Kementerian ATR Soroti Kekacauan Parkir Ojol di DKI
Direktur Jenderal Tata Ruang Kementerian Agraria dan Tata Ruang/Badan Pertahanan Nasional (ATR/BPN) Abdul Kamarzuki menyoroti permasalahan tata ruang transportasi Ibu Kota, khususnya yang menyangkut ojek online (ojol). Dia menyebut salah satu faktor utama kekacauan lalu lintas di ibu kota disebabkan sulitnya lahan parkir untuk ojol.
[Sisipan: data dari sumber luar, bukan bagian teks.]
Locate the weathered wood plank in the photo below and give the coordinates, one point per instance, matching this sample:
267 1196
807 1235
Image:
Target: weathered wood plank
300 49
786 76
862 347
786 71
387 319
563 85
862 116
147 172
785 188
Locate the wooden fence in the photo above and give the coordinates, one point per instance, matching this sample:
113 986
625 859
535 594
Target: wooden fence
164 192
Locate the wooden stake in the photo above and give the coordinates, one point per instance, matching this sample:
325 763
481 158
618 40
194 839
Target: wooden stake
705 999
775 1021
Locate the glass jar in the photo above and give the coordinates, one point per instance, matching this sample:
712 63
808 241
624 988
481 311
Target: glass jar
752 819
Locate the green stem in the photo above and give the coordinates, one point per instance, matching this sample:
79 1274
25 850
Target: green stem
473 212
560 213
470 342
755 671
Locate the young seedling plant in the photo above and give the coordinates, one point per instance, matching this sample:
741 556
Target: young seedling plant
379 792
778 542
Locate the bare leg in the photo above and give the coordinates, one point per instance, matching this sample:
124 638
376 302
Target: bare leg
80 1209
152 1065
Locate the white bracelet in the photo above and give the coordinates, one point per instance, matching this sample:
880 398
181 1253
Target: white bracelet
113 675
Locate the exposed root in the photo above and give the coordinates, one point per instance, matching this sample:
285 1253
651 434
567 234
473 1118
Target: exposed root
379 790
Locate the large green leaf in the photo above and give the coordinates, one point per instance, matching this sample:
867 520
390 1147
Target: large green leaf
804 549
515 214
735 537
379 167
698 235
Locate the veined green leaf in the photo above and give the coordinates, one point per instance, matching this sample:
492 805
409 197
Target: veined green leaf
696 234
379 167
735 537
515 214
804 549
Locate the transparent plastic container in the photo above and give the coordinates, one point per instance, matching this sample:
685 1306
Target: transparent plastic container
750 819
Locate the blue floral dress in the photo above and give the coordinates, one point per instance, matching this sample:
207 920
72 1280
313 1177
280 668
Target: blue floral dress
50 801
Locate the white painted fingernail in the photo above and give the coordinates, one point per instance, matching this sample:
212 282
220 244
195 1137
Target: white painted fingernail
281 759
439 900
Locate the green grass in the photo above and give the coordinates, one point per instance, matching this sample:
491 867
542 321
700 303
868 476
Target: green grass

Atas dasar itulah, Kementerian ATR/BPN menyarankan kepada Pemda DKI Jakarta untuk mengatasi masalah tersebut. Perbaikan bisa dilakukan melalui revisi Rancangan Detail Tata Ruang (RDTR).
Dia menambahkan dalam revisi, Pemda DKI Jakarta bisa memasukkan syarat agar pendirian stasiun nanti dilengkapi dengan parkir ojek online supaya tidak menimbulkan kemacetan dan kekacauan lalu lintas. “Paling kami (ATR/BPN) mengeluarkan persyaratan di RDTR, kalau DKI sedang revisi RDTR agar memasukkan persyaratan di stasiun harus ada parkir ojek online,” jelasnya pada Selasa (10/3).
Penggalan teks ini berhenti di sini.